Falling tax revenues and spending pressures contributed to a widening in the budget deficit to 5.1 percent of GDP in the year through March, prompting the government to increase borrowing. Finance Minister Pravin Gordhan forecast gross debt will reach 45 percent of GDP in the year through March 2016 from an estimated 42 percent last year.
While the state’s agreement to limit wage increases for the next three years to 1 percent and to set explicit expenditure ceilings were positive, “the government’s poor record in controlling the wage bill and potential spillovers from high wage demands in other sectors represent downside risks,” according to the report.

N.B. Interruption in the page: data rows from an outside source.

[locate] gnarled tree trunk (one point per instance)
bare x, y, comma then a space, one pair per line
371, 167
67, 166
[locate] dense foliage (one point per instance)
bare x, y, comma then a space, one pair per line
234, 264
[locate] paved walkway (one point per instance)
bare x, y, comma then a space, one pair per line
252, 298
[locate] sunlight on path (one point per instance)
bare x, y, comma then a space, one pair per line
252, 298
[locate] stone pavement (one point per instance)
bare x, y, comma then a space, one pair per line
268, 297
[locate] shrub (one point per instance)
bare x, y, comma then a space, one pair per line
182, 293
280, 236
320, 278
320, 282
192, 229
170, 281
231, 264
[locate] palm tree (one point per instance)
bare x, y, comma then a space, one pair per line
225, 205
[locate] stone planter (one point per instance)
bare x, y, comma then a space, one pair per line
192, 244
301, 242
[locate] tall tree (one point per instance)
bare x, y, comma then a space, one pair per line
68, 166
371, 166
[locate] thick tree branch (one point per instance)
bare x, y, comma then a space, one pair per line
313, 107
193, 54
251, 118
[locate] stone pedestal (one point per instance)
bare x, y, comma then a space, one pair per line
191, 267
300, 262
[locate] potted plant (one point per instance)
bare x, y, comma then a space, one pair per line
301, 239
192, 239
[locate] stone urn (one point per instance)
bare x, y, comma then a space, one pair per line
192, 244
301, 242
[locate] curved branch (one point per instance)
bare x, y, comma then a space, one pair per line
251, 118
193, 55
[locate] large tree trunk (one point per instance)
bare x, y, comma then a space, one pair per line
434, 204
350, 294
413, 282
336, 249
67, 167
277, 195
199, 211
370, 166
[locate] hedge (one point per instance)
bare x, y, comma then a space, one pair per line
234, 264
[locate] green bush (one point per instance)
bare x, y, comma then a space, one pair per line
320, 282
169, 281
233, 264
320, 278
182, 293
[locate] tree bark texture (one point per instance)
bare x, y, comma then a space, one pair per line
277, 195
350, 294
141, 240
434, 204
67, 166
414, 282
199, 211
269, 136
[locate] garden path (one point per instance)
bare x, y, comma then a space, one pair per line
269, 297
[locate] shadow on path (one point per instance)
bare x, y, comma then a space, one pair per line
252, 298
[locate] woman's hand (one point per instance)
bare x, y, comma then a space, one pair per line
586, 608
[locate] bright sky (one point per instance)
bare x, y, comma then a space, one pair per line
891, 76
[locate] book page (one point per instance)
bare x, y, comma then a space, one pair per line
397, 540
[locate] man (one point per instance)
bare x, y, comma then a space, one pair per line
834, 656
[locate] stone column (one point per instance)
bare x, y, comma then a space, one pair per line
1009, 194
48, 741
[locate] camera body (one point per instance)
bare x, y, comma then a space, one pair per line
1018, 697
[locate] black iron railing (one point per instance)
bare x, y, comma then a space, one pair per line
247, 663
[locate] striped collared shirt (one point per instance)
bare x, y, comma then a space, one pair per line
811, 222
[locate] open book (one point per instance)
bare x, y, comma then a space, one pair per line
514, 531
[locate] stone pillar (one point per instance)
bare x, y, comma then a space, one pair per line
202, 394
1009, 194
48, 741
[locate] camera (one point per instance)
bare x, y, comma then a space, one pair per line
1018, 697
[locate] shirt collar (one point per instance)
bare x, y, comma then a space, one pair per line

The widening budget deficit contributed to Moody’s Investors Service, Standard & Poor’s and Fitch Ratings downgrading the nation’s debt in the past year, the first reduction in the credit ratings since the ruling African National Congress took power in 1994. Moody’s rates South Africa at Baa1, the third-lowest investment grade level.
South Africa “remains committed to fiscal consolidation and the need to rebuild fiscal space,” the National Treasury said today in an e-mailed statement in response to the IMF report.
The IMF said one of the main risks to the South African economy is a prolonged halt to capital inflows, used to finance the current-account shortfall and support the rand. The currency has slumped 16 percent against the dollar this year, the worst performer of 16 major ones monitored by Bloomberg. The rand fell 0.5 percent to 10.0765 per dollar as of 5:19 p.m. in Johannesburg.
South Africa’s economy will probably expand 2 percent this year, according to the IMF, falling short of the National Treasury’s estimate of 2.7 percent and in line with the Reserve Bank’s latest forecast. The IMF estimated 2.9 percent growth for 2014. The government has said it needs 7 percent annual expansion to reduce a 25.6 percent jobless rate.
Gordhan is due to give updated GDP growth and budget projections in a mid-term budget on Oct. 23.
“Quicker implementation of much-needed structural reforms could result in higher growth and job creation,” the IMF said.
The cabinet in August “agreed on a number of measures aimed at reigniting economic growth,” according to the Treasury. “The South African economy can no longer rely heavily on the global economy to reignite growth and create job opportunities,” it said.
The flexible exchange rate should be maintained because it’s a strength to the economy, the IMF said, while recommending authorities consider regular and pre-announced auctions to buy foreign exchange.
While the central bank’s policy is not to intervene in the currency market to influence the level of the rand, it buys foreign exchange to boost reserves when conditions are favorable. Reserves rose 1.3 percent to $47.95 billion in August, according to data from the bank.